Before I left, I thought Mom and I had a normal mother/daughter relationship. However, the whole time I was away at school, not once did she ever call, write or e-mail me. (My father did stay in close contact.)
Now that I'm home, Mother gets annoyed by everything I do and say. Five days ago, I became so stressed about my summer job and things going on in my personal life that I started to cry. Mom marched into my room and screamed at me to "stop bawling!"
I screamed back, telling her to leave me alone. She continued to yell at me, saying I don't appreciate all she's done for me. Nothing could be further from the truth! I have always been grateful to both of my parents and have worked hard to make them proud of me.
Then Mom floored me by saying she "didn't need me around" and "didn't want me anymore." I ran out of my room sobbing and we haven't spoken since. She occupies herself with her girlfriends and her women's club.
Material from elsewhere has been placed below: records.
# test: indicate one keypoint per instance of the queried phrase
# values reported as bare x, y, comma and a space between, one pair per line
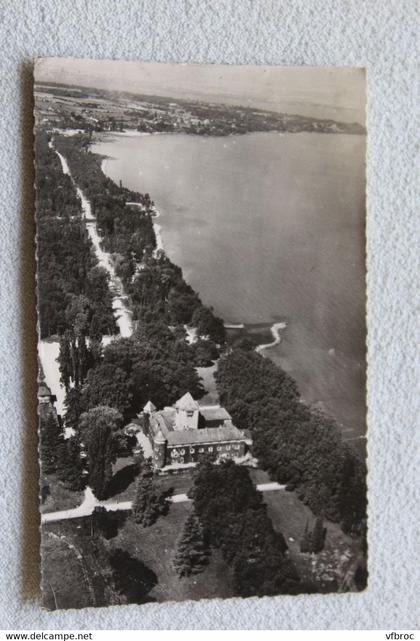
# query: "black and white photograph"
201, 298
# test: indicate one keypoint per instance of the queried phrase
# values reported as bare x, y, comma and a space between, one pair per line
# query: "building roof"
187, 402
149, 408
205, 435
214, 413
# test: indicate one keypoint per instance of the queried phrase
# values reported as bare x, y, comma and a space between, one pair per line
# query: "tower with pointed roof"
187, 413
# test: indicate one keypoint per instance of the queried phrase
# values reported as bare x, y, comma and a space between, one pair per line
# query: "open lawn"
77, 573
156, 546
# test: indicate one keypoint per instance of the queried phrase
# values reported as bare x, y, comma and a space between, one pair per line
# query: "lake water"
268, 227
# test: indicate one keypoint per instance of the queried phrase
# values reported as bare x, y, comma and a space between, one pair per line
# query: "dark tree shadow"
122, 479
132, 577
30, 538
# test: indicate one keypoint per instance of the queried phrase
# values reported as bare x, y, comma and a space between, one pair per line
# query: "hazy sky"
329, 92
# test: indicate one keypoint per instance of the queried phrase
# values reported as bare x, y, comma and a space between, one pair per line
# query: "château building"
183, 433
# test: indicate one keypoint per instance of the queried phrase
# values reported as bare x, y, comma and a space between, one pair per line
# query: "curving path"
275, 331
90, 501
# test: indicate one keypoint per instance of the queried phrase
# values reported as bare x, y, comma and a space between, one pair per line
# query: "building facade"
182, 434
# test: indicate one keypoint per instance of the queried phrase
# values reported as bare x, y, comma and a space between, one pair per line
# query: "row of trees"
297, 445
68, 274
229, 514
58, 455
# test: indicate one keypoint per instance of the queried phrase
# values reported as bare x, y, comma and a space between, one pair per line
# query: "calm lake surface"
268, 227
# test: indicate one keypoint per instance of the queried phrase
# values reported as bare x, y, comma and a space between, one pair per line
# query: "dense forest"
72, 289
107, 386
294, 443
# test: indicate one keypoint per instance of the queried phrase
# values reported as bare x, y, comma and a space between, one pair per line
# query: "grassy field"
77, 571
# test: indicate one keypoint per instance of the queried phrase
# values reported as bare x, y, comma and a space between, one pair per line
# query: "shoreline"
275, 329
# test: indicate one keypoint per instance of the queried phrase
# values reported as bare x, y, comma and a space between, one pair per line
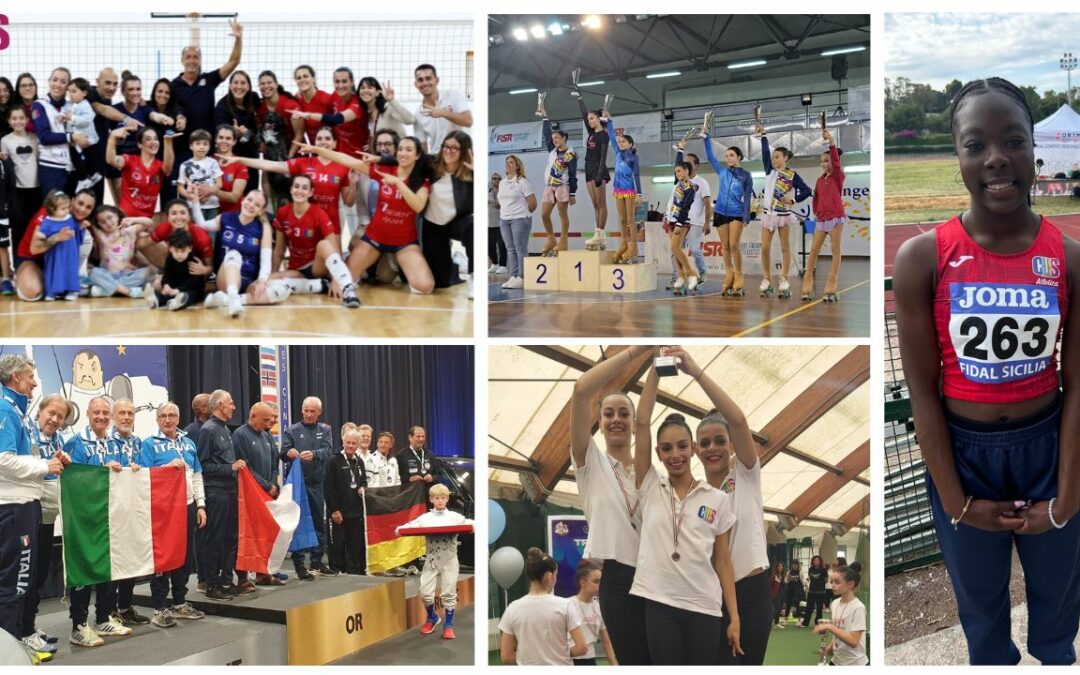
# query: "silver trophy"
665, 366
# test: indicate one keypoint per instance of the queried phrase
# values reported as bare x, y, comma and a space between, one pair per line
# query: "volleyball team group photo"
262, 174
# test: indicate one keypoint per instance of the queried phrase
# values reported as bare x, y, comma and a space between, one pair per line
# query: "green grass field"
925, 190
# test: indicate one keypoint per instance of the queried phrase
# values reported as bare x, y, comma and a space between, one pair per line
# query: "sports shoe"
217, 593
185, 611
216, 299
52, 639
349, 297
176, 302
36, 644
235, 307
112, 628
163, 619
85, 636
131, 617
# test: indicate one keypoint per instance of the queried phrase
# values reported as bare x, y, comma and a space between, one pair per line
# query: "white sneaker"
216, 299
112, 628
176, 302
37, 644
85, 636
235, 308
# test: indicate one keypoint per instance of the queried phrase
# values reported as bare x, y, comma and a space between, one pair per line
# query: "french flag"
266, 524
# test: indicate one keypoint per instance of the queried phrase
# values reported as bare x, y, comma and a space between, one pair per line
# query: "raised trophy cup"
665, 366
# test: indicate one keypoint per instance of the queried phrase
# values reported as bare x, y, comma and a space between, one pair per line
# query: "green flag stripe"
84, 501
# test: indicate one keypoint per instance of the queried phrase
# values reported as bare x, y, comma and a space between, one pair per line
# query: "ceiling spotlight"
844, 50
747, 64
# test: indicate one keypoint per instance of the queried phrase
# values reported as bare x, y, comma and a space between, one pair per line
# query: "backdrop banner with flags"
266, 525
122, 524
388, 508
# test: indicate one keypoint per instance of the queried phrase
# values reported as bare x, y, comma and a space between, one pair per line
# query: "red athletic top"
327, 180
231, 174
24, 244
999, 316
139, 186
352, 137
285, 107
394, 220
302, 233
321, 103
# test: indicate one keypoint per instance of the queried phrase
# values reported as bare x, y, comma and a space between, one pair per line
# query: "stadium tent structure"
1057, 140
808, 405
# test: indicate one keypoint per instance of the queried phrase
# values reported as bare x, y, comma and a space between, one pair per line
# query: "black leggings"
815, 602
623, 613
679, 636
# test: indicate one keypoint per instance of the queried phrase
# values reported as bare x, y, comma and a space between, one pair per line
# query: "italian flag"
122, 524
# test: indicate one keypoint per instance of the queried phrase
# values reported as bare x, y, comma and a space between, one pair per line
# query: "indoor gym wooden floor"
387, 312
658, 313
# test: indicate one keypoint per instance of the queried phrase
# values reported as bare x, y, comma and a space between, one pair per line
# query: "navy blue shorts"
386, 247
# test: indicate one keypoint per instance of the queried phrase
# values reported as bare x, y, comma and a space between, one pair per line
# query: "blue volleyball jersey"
244, 239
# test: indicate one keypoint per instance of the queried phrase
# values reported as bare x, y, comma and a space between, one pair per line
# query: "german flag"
387, 509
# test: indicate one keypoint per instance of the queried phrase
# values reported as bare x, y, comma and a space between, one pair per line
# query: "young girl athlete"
730, 211
977, 336
596, 173
727, 450
828, 210
684, 565
783, 188
628, 192
606, 481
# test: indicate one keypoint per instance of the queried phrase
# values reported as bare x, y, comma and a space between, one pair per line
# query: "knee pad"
232, 258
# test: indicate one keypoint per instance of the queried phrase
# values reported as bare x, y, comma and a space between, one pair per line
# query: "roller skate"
729, 281
598, 242
785, 288
737, 287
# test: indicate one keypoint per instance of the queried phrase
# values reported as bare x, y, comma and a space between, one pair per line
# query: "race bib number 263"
1002, 333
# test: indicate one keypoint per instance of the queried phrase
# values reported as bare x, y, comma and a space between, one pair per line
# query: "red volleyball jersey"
302, 233
328, 179
352, 137
999, 316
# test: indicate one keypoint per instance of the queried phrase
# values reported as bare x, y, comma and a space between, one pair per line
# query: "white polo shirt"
540, 624
605, 487
690, 582
748, 548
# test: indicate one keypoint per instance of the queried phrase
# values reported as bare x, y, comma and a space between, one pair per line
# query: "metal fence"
909, 538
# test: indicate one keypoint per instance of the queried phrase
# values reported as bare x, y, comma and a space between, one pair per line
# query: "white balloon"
505, 566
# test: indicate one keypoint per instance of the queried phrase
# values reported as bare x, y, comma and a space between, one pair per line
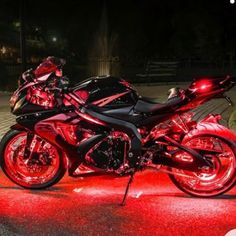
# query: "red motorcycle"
103, 125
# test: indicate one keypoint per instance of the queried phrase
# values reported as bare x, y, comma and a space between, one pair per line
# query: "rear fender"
211, 128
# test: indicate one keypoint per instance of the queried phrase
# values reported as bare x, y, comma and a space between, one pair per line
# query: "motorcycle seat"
145, 105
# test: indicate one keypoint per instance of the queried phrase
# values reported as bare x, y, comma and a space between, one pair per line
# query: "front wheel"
208, 182
43, 168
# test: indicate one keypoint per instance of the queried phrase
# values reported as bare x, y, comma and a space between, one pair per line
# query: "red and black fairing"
111, 96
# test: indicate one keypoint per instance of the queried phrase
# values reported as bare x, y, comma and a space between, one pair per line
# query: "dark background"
199, 35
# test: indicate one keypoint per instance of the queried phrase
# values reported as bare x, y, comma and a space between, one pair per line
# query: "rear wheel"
43, 168
208, 182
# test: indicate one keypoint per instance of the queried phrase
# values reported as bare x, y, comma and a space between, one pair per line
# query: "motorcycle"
103, 125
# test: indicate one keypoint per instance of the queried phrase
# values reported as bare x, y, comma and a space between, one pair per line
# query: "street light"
54, 39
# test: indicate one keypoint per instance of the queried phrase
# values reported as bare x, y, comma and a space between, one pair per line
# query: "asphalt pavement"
90, 206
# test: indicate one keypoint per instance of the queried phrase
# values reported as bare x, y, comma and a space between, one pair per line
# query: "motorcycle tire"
209, 183
44, 170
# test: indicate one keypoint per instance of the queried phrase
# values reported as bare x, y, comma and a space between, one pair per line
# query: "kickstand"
127, 188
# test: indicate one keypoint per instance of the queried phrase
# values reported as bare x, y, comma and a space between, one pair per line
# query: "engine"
108, 154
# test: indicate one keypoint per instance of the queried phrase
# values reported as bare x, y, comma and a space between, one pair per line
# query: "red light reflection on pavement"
89, 206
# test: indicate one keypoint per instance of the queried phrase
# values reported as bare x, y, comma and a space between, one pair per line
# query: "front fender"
211, 128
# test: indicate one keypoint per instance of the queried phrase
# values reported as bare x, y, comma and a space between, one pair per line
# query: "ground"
90, 206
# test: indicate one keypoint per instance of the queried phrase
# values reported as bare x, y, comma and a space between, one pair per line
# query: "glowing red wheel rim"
213, 181
30, 172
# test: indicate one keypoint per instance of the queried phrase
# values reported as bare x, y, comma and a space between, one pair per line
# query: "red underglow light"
202, 85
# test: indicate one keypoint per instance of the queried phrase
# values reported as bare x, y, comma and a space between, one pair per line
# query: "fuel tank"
106, 91
108, 95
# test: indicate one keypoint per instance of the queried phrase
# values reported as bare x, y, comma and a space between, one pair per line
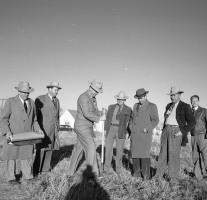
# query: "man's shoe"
14, 182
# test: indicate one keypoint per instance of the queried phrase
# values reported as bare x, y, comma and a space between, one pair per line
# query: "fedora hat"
175, 90
24, 86
140, 93
96, 85
121, 95
54, 84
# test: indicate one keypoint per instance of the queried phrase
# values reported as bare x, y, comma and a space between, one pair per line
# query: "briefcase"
28, 138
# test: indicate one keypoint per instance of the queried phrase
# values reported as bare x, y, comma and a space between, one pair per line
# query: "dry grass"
57, 185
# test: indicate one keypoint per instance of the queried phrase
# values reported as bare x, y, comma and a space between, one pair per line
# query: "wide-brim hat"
175, 90
140, 93
96, 85
54, 84
24, 86
121, 95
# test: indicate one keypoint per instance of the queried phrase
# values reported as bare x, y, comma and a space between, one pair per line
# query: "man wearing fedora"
116, 123
87, 114
178, 121
19, 116
144, 119
198, 137
48, 109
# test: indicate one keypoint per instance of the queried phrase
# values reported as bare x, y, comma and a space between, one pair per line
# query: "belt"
114, 124
171, 125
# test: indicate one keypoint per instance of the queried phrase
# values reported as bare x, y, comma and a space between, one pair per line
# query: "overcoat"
87, 114
48, 119
145, 116
185, 119
14, 119
123, 118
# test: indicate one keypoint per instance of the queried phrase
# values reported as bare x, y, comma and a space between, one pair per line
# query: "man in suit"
48, 109
117, 120
179, 120
144, 119
198, 137
87, 114
19, 116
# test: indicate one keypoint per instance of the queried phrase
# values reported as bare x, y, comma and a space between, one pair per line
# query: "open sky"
128, 44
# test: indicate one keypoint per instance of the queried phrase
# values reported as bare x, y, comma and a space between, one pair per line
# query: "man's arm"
154, 118
89, 114
5, 116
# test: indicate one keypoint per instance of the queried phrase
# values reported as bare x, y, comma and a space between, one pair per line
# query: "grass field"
56, 185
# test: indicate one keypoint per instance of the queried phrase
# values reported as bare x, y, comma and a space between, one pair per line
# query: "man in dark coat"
198, 137
117, 120
87, 114
19, 116
144, 119
179, 120
48, 109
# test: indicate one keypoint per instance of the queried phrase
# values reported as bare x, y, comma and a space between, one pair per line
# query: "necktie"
25, 106
54, 102
169, 110
193, 110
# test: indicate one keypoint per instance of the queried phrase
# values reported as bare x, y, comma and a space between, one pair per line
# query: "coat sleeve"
190, 119
154, 118
108, 121
5, 116
36, 124
87, 112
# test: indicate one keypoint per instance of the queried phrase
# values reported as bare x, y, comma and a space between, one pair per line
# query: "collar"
195, 108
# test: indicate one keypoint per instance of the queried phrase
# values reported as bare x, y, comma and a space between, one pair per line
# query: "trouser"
26, 168
169, 153
86, 143
141, 167
42, 161
111, 137
199, 153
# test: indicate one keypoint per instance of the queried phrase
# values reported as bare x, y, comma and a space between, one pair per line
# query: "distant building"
67, 117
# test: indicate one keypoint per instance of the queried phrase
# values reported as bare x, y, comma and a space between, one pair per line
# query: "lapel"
90, 99
49, 101
143, 107
29, 107
198, 111
20, 104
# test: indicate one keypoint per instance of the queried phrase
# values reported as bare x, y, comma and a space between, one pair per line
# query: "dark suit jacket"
123, 118
48, 118
201, 121
185, 119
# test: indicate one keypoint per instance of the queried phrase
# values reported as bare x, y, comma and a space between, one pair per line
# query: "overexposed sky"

Abby, my poor father feels caught in the middle. Can you please help me sort out what to do? -- SAD AND DESPERATE IN VERMONT
DEAR SAD AND DESPERATE: Have a frank talk with your father about your mother and find out what has caused her change of behavior. You are an adult, and you have the right to know. It appears that she is overwhelmed, stressed and angry about something -- and it may have nothing to do with you. Since there appears to be a major communication problem right now, ask your father to schedule some appointments so the three of you can talk this out in family counseling. If your mother refuses to go, you and your father should go without her.